Sample size calculation

Using G power program, setting alpha error at 5% and power at 80% after reviewing of literature, no previous similar study was done comparing between the two study groups (dexmedetomidine and lidocaine in 24 h) as regards the mean post-operative dose of analgesia. So, assuming an effect size of 0.5 (Cohen d) between the two groups regarding mean dose produced a sample size of 64 cases per group (128 total) taking an account 10% drop out rate, Sample Size will be 140 patients (70 patients in each group.
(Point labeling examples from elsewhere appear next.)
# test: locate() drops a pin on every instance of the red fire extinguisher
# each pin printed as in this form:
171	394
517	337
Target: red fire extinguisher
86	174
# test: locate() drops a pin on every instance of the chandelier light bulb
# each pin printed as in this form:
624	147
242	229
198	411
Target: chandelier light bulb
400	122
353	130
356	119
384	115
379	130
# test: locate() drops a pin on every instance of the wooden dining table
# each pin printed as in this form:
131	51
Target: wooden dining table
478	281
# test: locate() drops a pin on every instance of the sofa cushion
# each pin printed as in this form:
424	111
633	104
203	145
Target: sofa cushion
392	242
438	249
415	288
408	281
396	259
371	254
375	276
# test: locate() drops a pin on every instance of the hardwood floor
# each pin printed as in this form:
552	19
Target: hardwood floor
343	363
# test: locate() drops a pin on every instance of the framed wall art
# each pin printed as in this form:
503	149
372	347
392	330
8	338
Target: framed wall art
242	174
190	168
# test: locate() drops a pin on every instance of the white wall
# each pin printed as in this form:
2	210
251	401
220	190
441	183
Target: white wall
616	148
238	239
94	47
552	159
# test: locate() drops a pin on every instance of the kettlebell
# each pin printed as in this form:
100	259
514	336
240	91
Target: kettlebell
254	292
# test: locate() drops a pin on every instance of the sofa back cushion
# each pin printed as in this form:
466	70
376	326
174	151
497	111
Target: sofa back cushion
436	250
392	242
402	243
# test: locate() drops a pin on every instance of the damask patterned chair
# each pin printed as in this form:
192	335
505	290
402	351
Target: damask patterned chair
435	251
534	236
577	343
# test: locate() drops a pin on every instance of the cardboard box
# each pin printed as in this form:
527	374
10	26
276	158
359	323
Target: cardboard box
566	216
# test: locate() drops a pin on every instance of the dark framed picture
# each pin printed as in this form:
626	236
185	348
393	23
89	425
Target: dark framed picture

Data management and analysis

Data were analyzed using Statistical Package for Social Science (SPSS) version 18.0. Quantitative data were expressed as mean ± standard deviation (SD). Qualitative data were expressed as frequency and percentage.

The following tests were done:

Independent-samples ANOVA-test of significance was used when comparing between two means and variance.

Chi-square (χ2) test of significance will compare used to compare proportions between two qualitative parameters.

Probability (p value): p value < 0.05 is considered significant.